Last week, we did some fact checking on the Internets and concluded that the New York Times’ Maureen Dowd had fumbled a great opportunity to gather material for a top notch column. Subsequently we learned that she had written what may be her best column ever with a lead sentence which may get her into future editions of “Bartlett’s Familiar Quotations.” In her column for September 20, 2014, she opened with this sentence: “WHEN Willie Nelson invites you to get high with him on his bus, you go.” (Odds are that even the Pope would concur.)
There are times when the World’s Laziest Journalist wants to check something we have written in the past and our attempts to find it online have been unsuccessful. Our opinion of the quality of the information available on the Internets keeps shrinking.
Initial critical assessments of the Internets potential asserted that it would become just another sales tool for corporate America and that the promise of developing unique voices that could build an audience and clout was doomed to be vetoed by the corporate leaders who will be very reluctant to foster any means that would encourage and supply an opposing point of view.

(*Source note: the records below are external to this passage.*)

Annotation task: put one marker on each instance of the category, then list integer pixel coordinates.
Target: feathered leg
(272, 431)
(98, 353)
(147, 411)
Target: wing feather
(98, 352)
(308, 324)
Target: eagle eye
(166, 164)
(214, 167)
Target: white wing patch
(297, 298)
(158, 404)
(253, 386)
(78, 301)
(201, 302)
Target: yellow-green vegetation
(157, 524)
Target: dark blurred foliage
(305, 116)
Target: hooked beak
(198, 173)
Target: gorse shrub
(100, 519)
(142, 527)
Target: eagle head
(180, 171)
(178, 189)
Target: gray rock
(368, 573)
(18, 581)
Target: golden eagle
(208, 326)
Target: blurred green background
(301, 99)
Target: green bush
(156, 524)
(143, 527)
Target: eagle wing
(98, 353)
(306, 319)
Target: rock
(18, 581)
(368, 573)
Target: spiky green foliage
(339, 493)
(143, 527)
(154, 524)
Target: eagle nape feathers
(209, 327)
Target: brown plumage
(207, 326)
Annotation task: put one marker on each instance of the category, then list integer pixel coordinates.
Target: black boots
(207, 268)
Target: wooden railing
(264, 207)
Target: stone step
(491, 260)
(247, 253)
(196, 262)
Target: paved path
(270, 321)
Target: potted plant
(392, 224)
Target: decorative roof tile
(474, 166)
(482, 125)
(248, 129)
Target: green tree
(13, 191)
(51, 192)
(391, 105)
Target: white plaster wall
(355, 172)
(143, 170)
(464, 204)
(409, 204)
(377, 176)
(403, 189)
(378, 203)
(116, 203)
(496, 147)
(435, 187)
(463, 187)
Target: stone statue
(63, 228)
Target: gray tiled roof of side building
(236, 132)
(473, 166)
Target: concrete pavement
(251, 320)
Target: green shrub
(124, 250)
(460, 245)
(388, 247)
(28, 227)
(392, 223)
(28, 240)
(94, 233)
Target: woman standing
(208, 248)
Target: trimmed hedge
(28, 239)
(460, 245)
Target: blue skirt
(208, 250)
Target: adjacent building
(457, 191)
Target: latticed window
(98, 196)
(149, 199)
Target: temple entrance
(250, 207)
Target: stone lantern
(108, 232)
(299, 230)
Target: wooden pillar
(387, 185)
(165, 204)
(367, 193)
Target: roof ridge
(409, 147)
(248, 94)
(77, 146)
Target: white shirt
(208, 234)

At first glance, the UCB event Wednesday was a chance to cover (and run) a light-hearted look laden with nostalgia back at some Sixties lore. A closer examination of the changes that have occurred in the last fifty years would require a bit more than a quick column geared to please in the skim and click age.
The Congress on Racial Equality isn’t in the news much lately but if you look around on the internets you will find that the assertion that a person of African-American heritage is shot by a police agency (on the average) of once every twenty eight hours is ubiquitous.
Fifty years ago, 18 year old young men were being drafted to fight in conflicts started by politicians whom the draftees couldn’t vote for until three years later. Now new military action can be sanctioned by a budget vote held late at night. The all volunteer military is staffed by young folks who can’t afford to go to college and don’t want to be burdened by student loans.
Corporations are still reaping large tax benefits from Prop 13. The loss of property tax revenue has meant that tuition costs in California have become astronomical (metaphorically speaking) and so the people struggling with student loans are probably not thrilled about the fact that corporations are still reaping benefits from that decades old bit of legislation.
Have things changed via the Free Speech Movement or is it a case of the more things seem to change the more the reality is “same ole, same ole”?
The words of Mario Savio will be quoted extensively in various “Week in Review” round-ups and so, to be different, we’ll quote Andy Gowdy who once said to Chef Teddy Owens: “For your birthday, we’ll take you up to Vegas and get you some new scars.”
The disk jockey was tasked with finding songs about being arrested, so he will play
Johnny Cash’s “Live at Folsom Prison” album, and Merle Haggard’s “Mamma tried” and Toby Keith’s “I’ll never smoke weed with Willie again.” We have to go post bail for a buddy. Have a “‘get out of jail free’card” type week.